A file containing an extensive list of profane words was found at this URL https://www.cs.cmu.edu/~biglou/resources/ and added to the worspace, the corpus is cleaned leveraging the tm library, regular expressions, and the profanity file and is applied to 5% of the files for analysis

library(tm)
profanityFile <- file("./final/bad-words.txt")
set.seed(365)
bP <- blogLines*0.01
nP<- newsLines*0.01
tP<- twitterLines*0.01
blogSubset <- sample(blogFile, bP)
newsSubset <- sample(newsFile, nP)
twitterSubset <- sample(twitterFile, tP)
subsetAll <- c(blogSubset, newsSubset, twitterSubset)
subsetAllF <- iconv(subsetAll, 'UTF-8', 'ASCII')
subsetAllT <- subsetAllF[complete.cases(subsetAllF)]
corp <- VCorpus(VectorSource(subsetAllT))
change <- content_transformer(function(x,to) gsub(to," ", x))
corp <- tm_map(corp, change, "(f|ht)tp(s?)://.*\\b")
corp <- tm_map(corp, removePunctuation)
corp <- tm_map(corp, change, "@[^\\s]+")
corp <- tm_map(corp, removeWords, stopwords("english"))
corp <- tm_map(corp, removeNumbers)
corp <- tm_map(corp, content_transformer(tolower))
corp <- tm_map(corp, stripWhitespace)
corp <- tm_map(corp, removeWords, profanityFile)

Analyzing Sample Data

Using n-gram models and tokenizing the corpora the top 1,2,3-Grams are calculated and plotted for the sample dataset.

library(RWeka)
library(ggplot2)
biGram <- function(x) NGramTokenizer(x, Weka_control(min=2, max =2))
triGram <- function(x) NGramTokenizer(x, Weka_control(min=3, max =3))
tdUL <- TermDocumentMatrix(corp)
tdU <- removeSparseTerms(tdUL, 0.999)
controlBi <- list(tokenize = biGram)
tdBiL <- TermDocumentMatrix(corp, control = controlBi)
tdBi <- removeSparseTerms(tdBiL, 0.999)
controlTri <- list(tokenize = triGram)
tdTriL <- TermDocumentMatrix(corp, control = controlTri)
tdTri <- removeSparseTerms(tdTriL, 0.999)
fUni <- sort(rowSums(as.matrix(tdU)), decreasing=TRUE)
fUniF <- data.frame(word=names(fUni), freq=fUni)
fUni10 <- fUniF[1:10,]
fBi <- sort(rowSums(as.matrix(tdBi)), decreasing=TRUE)
fBiF <- data.frame(word=names(fBi), freq=fBi)
fBi10 <- fBiF[1:10,]
fTri <- sort(rowSums(as.matrix(tdTri)), decreasing=TRUE)
fTriF <- data.frame(word=names(fTri), freq=fTri)
fTri10 <- fTriF[1:10,]
ggplot(fUni10, aes(x=reorder(word,freq), y=freq)) +
    geom_bar(stat="identity", fill = "red") +
    coord_flip() +
    labs(y="Frequency", x= "1-Gram" ,title="Most Common 1-Grams in Sample")

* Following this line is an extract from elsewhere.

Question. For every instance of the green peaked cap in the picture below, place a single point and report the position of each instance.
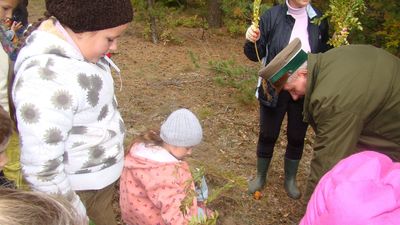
(288, 60)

ggplot(fBi10, aes(x=reorder(word,freq), y=freq)) +
    geom_bar(stat="identity", fill = "red") +
    coord_flip() +
    labs(y="Frequency", x= "2-Gram" ,title="Most Common 2-Grams in Sample")

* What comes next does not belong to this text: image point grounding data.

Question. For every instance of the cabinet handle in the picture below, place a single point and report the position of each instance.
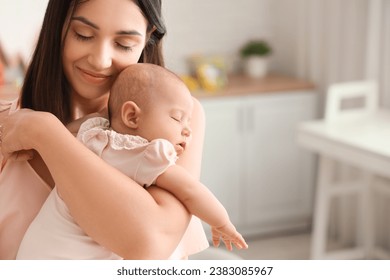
(250, 120)
(241, 120)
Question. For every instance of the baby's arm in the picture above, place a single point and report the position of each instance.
(199, 200)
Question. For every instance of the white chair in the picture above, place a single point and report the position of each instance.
(329, 188)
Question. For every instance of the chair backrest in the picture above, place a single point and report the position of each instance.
(339, 92)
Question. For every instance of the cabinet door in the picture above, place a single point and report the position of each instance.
(222, 153)
(278, 173)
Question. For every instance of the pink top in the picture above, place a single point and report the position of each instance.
(22, 193)
(55, 235)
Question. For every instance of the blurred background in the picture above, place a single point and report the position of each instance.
(251, 160)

ggplot(fTri10, aes(x=reorder(word,freq), y=freq)) +
    geom_bar(stat="identity", fill = "red") +
    coord_flip() +
    labs(y="Frequency", x= "3-Gram" ,title="Most Common 3-Grams in sample")

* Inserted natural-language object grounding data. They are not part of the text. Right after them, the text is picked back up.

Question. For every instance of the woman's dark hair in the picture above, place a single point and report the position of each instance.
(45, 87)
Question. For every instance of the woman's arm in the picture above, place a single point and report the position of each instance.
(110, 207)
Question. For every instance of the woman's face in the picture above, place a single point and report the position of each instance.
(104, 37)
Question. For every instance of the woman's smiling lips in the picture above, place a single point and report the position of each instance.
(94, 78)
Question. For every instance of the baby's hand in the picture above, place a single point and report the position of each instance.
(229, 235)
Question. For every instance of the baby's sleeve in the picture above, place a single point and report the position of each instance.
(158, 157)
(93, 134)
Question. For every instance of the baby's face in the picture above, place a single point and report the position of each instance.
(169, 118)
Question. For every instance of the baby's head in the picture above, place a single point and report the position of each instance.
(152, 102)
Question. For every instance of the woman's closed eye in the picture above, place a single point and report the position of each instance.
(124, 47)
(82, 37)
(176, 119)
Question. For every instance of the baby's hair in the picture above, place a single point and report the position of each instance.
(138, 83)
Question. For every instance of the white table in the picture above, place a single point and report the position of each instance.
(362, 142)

Plans for Application Development

Leveraging a store of common N-grams can be leveraged to drive the text predition algoritihm within the shiny app to accurately predict the next word a user is going to type based upon their locale. Based upon how long a given input is this model can be scaled out (hence the n) to allow prediciton of common sentences but also increase accuracy by lookingat simply the next word (referencing a 2-gram based prediction) to drive up the accuracy of the predictions.